70 kilogrammes de matière pour un smartphone
"Un Iphone, c’est 70 kilogrammes de matière première brute", rappelle Isabelle Autissier, présidente du WWF France et marraine de l’opération. "Un téléphone au fond d’un tiroir, c’est du gaspillage." Cobalt, terres rares, or, plastique, métaux ferreux... Au total 80 % des portables collectés sont recyclés ou valorisés énergétiquement. C’est ce que fait Suez, autre partenaire de l’opération, dans son usine de Feyzin (69).
"Les téléphones sont démantelés, broyés, triés. Les métaux sont séparés puis renvoyer dans les filières de recyclage plastique. Par exemple, ces appareils sont composés de 50 % de matières plastiques qui peuvent être réutilisées dans les télécommandes", témoigne Philippe Maillard, directeur général recyclage et valorisation France de Suez.

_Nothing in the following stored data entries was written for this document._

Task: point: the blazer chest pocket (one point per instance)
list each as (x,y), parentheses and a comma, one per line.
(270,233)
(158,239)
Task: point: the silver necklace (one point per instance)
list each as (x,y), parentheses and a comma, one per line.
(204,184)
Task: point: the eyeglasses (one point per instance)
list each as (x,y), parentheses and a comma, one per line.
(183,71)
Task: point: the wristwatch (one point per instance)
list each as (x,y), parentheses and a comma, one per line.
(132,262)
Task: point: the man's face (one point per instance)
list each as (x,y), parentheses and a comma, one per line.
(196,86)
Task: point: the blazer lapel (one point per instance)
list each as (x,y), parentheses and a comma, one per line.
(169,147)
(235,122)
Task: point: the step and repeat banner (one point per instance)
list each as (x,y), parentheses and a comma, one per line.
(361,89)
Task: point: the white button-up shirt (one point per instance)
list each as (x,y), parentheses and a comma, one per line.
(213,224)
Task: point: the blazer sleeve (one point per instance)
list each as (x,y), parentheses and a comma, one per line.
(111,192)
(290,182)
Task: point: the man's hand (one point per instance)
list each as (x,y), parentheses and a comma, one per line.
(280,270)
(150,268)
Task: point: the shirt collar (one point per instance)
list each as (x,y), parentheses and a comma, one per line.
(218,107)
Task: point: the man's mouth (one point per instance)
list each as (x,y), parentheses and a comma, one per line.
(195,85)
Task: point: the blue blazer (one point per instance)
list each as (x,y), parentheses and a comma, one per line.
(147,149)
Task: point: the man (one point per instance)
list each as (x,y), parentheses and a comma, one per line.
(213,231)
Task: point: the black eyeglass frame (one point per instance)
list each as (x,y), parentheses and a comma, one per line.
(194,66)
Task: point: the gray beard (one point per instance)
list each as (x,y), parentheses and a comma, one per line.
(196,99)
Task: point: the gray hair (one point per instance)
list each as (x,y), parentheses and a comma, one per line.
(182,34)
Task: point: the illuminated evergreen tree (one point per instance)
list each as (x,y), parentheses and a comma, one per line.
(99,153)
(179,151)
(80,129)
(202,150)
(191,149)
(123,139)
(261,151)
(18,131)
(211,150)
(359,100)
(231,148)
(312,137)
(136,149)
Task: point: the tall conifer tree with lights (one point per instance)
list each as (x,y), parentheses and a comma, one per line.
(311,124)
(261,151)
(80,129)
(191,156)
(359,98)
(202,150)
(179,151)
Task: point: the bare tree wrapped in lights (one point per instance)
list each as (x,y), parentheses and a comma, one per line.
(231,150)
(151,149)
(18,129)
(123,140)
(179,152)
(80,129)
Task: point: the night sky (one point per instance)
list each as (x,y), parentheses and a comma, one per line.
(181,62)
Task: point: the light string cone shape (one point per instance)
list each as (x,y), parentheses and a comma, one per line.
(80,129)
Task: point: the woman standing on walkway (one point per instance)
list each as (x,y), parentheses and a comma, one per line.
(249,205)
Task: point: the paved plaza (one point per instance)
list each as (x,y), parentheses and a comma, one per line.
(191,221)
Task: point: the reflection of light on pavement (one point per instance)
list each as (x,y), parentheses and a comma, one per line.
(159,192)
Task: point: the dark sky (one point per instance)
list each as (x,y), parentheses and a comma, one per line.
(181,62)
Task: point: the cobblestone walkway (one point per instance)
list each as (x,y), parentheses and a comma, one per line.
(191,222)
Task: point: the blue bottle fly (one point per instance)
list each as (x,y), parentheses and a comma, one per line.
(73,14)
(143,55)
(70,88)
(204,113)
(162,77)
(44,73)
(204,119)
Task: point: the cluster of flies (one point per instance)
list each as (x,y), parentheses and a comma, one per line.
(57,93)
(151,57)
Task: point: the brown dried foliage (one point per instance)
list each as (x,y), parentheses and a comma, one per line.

Quand le portable fonctionne encore, il est alors envoyé dans une filière de reconditionnement et gagne le marché de l’occasion après être passé par les cases réparation et effacement des données. La société Recommerce qui travaille avec Bouygues depuis 2009 a ainsi remis 400 000 téléphones reconditionnés sur le marché. Un gain de 35 kilogrammes de matière par téléphone !
Obsolescence programmée
Chez Orange, où on est également sensible à cette question, 10 millions de portables ont été collectés depuis 2010 en France et en Afrique. L’entreprise envoie les portables reconditionnés en Afrique et importe autant de déchets mobiles pour les recycler dans l’Hexagone. Cela évite qu’ils ne se retrouvent abandonnés dans la nature ou brûlés.
Mais au-delà de la question du recyclage, celle de la durée de vie de ces appareils pose problème. Pour Isabelle Autissier du WWF, il faut garder son portable au moins cinq ans pour amortir son empreinte environnemental. Or les Français en changent en moyenne tous les deux ans. En cause, l’obsolescence programmée des produits avec d’une part, de nouvelles versions plus sophistiquées ou des mises à jour incompatibles avec les précédents modèles. D’autre part, une durée d’utilisation du produit réduite, avec des batteries ne pouvant supporter qu’un nombre limité de cycles de charge et une réparation compliquée due à des produits quasi indémontables.
En juin, Greenpeace avait adressé un carton rouge aux leaders Apple et Samsung notamment pour le manque de réparabilité de leurs smartphones. "Nos produits sont conçus pour durer dans le temps, se défend Jean-Philippe Illarine, le directeur de la division mobile de Samsung France. Mais c’est le consommateur qui nous demande d’aller toujours plus vite et d’être toujours plus innovants. L’innovation technologique est sans fin." Ce qui n’est malheureusement pas le cas des ressources de notre planète.